Matt: I would argue that’s true—it’s minimal service but like, doesn’t quite make up for it in the way that a lot of the other sort of sparse tasting menu environments do, in terms of attitude or vision.
Felix: OK so also, we had the foie course, the uni course, the caviar course, the aged-beef course… there were a lot of Expensive Luxury Ingredients going on.
Matt: Yes, but they were all very tiny.
You could fit all of them on like… a coaster.
Felix: Yeah, and the complimentary glass of Billecart-Salmon champagne at the beginning, I think they managed to get all 12 glasses out of one bottle.
I don’t know what the rent is on that space, but I can see how he is going to want to maximize his income, especially since for the time being there doesn’t seem to be any shortage of people willing to pay the cost.
Michelle: I think if you’re a teen, and you’re going to debut a tasting menu in NYC then you could be slightly more humble in price and presentation.
Felix: $160 is the price these days to go see a Broadway show. Would you rather see Alan Cumming’s one-man Macbeth, or eat at Eureka?
I’d take Eureka, I think. But I’d take Hamilton over Flynn any day.

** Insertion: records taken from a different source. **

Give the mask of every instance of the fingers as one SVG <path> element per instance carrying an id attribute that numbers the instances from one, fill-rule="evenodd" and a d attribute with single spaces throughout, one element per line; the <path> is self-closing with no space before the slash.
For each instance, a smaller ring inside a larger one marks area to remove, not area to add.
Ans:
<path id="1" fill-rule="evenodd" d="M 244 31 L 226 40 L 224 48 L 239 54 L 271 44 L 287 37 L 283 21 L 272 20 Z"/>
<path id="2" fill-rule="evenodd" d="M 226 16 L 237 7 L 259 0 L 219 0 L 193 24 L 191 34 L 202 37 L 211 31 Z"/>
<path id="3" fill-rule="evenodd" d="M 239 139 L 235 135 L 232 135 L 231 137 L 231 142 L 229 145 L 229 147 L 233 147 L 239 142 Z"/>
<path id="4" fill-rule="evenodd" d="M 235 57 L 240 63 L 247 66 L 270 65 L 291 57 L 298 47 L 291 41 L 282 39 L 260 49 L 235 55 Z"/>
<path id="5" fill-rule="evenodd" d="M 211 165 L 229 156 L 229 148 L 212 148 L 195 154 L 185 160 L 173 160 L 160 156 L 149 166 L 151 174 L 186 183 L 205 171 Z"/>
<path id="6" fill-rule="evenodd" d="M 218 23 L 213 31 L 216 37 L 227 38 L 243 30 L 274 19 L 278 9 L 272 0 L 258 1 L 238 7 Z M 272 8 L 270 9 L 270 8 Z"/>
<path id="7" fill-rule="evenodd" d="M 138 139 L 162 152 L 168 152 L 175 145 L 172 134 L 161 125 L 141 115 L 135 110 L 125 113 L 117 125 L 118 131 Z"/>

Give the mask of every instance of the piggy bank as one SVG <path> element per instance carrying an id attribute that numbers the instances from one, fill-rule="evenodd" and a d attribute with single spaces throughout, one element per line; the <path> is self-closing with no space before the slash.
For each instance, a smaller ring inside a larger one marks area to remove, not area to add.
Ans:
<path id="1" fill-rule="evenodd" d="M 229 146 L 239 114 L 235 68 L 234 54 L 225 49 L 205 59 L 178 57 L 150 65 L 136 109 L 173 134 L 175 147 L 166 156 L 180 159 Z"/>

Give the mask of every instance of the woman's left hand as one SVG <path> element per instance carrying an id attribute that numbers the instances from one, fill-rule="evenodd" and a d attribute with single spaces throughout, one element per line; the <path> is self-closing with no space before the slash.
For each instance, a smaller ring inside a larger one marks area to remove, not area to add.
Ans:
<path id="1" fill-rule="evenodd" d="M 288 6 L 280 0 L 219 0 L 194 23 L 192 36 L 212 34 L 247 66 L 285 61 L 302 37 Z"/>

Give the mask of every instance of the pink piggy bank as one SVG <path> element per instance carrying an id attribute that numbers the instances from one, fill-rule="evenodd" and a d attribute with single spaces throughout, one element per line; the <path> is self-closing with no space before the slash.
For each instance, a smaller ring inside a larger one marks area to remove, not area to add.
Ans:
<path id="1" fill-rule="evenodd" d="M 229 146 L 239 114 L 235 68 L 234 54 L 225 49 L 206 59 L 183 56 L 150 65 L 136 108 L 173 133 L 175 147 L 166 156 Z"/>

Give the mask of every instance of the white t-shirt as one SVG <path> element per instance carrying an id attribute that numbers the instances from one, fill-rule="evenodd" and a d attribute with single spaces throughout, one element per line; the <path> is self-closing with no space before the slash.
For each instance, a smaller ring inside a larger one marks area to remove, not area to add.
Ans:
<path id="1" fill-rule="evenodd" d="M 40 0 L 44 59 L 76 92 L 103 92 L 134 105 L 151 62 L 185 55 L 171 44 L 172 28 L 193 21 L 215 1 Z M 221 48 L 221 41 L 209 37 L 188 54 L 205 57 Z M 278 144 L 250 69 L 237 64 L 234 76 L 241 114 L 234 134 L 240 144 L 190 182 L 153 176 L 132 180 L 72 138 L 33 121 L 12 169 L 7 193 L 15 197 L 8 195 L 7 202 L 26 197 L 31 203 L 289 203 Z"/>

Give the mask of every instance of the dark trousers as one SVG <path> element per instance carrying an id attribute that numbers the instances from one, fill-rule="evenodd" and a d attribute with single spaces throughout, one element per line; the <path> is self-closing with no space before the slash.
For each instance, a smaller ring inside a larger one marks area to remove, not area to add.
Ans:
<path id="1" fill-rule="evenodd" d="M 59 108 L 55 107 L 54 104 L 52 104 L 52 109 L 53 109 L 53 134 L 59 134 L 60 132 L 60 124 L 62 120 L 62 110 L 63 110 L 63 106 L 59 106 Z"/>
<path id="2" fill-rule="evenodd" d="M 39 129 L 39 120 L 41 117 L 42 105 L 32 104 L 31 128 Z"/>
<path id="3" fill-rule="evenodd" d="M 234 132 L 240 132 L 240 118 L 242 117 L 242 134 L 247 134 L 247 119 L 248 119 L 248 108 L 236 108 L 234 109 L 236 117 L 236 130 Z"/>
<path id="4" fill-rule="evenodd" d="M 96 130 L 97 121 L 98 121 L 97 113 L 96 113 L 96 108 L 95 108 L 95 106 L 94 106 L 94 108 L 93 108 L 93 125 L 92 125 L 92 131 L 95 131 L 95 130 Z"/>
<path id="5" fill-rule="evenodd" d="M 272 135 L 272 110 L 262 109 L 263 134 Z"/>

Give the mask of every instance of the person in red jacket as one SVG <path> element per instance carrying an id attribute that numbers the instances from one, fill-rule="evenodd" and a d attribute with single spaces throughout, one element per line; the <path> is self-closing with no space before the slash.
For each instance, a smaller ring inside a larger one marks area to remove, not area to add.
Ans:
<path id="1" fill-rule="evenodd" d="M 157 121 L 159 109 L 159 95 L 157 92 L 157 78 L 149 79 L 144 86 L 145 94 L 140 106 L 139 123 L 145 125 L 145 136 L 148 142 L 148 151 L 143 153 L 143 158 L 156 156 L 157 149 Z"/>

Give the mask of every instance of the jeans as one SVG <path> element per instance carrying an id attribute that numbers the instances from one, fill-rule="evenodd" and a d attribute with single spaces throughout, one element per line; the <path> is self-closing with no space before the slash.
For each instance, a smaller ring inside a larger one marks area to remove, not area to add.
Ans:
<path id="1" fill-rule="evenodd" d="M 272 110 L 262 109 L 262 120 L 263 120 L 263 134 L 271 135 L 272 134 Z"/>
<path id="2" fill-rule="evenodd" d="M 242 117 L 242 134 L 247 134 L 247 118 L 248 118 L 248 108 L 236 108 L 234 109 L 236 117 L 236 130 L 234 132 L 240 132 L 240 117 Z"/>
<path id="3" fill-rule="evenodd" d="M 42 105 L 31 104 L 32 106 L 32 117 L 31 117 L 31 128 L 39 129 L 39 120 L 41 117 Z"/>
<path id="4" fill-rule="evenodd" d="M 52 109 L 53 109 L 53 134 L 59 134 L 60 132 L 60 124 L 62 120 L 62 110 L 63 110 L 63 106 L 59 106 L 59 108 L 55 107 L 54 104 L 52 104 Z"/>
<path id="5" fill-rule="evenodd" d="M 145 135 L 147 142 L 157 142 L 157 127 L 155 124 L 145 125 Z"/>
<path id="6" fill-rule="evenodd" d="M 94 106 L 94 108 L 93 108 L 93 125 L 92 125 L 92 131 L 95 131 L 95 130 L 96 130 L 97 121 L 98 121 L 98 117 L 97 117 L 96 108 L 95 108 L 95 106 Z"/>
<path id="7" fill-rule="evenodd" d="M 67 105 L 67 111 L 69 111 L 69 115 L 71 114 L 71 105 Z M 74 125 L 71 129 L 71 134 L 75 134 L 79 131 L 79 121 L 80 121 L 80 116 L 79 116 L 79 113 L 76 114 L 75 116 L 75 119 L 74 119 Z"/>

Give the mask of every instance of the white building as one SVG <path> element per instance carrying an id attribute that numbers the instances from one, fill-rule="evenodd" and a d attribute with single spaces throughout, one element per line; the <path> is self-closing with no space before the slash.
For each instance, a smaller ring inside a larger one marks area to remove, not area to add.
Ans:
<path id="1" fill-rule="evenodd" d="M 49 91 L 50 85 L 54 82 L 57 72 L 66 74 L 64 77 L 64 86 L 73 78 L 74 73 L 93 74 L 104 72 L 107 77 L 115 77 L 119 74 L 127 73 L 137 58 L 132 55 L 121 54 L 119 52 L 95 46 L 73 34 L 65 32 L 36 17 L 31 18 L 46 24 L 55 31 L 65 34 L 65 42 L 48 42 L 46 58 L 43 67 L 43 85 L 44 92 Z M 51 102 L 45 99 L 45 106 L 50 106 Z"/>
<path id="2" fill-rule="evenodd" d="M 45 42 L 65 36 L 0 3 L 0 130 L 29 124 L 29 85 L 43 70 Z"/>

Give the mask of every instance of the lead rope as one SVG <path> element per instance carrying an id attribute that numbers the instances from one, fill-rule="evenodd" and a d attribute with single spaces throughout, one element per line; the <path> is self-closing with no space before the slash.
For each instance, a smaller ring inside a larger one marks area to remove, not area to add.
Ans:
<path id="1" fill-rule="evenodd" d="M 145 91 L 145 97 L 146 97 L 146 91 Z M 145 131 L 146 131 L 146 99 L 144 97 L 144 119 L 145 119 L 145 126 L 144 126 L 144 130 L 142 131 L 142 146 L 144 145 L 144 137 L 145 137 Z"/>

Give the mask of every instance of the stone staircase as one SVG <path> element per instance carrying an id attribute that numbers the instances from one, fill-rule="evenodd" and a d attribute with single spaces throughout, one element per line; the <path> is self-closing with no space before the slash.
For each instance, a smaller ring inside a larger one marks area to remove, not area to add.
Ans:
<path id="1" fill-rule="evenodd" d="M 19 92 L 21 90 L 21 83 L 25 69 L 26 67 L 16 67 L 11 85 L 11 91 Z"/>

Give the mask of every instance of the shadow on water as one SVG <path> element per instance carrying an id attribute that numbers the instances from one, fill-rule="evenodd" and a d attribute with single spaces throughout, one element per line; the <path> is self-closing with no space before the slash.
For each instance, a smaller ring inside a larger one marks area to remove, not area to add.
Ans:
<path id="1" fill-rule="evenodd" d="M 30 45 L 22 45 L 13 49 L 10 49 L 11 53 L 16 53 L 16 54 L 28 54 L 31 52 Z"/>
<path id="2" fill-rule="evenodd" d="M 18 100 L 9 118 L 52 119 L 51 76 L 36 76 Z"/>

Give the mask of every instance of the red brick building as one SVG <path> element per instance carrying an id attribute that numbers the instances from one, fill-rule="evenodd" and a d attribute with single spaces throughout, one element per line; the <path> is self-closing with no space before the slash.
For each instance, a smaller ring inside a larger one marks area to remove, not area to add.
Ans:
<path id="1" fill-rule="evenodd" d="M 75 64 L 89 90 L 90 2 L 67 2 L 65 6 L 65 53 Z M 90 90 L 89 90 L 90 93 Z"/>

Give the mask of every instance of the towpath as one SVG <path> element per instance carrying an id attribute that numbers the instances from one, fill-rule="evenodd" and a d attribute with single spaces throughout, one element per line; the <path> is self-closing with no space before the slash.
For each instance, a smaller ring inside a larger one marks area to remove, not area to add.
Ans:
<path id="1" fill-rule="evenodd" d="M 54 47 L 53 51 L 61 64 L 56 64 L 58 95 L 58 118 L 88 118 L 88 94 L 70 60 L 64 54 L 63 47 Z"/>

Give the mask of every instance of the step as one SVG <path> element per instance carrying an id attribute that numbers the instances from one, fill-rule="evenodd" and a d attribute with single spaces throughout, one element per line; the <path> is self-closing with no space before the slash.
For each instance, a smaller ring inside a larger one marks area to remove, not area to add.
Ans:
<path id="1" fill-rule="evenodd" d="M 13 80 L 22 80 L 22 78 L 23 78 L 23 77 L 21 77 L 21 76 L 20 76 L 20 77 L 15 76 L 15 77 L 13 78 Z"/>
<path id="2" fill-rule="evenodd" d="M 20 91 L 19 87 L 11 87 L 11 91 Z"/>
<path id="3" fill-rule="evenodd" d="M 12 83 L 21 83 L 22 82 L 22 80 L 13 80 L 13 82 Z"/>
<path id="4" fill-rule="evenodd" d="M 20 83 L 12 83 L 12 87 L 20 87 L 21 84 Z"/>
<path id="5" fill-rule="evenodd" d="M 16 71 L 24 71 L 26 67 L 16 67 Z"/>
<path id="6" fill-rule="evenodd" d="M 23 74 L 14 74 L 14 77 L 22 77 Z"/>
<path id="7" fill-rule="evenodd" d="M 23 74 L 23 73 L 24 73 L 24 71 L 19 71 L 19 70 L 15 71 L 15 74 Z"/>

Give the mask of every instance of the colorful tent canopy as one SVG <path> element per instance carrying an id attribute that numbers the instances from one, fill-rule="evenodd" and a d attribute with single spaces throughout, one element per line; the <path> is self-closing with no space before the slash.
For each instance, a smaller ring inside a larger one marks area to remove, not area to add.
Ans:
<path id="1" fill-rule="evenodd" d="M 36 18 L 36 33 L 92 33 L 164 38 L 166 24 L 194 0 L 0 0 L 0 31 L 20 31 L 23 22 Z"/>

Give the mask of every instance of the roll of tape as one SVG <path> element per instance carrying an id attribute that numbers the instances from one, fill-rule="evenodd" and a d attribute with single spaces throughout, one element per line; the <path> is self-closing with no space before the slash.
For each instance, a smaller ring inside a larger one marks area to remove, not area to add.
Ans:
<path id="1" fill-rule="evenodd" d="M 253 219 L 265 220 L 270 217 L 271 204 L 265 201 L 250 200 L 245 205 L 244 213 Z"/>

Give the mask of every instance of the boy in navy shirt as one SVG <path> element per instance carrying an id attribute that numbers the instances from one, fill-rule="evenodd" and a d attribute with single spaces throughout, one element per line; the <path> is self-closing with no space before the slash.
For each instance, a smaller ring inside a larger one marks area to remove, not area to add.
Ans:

And I’ll go back to see Hamilton another two or three times quite happily.
While I feel no desire to go back to Eureka.
Matt: I think the chef’s voice, or some kind novelty or over-the-topness, is so inherent to a tasting menu, that if you’ve been to another good one, this one is going to seem like it’s missing something.
Felix: I think he needs to be having more fun.
It was all so hushed and serious
My favorite dishes have an exuberance to them which was missing here.
Or some other weird shit going on.
Matt: Or just like technical mastery so complete it overwhelms you.
But it never hit extraordinary levels in any of those categories, which is exactly why you go to one of these.
Matt: He’s nailed the revival of the tasting menu boom. I feel like they were all a Thing several years ago, and then died down, and then this year we’ve had a boom again.
Felix: Flynn McGarry: So on trend
Matt: Very!!!!
What’s more on trend than a precocious teen
It’s a timeless trend
Everyone loves to siphon some teen energy
That’s what will get people in the door
I mean that’s what got us in the door.
Late capitalism has made us all dementors hungry for teen souls.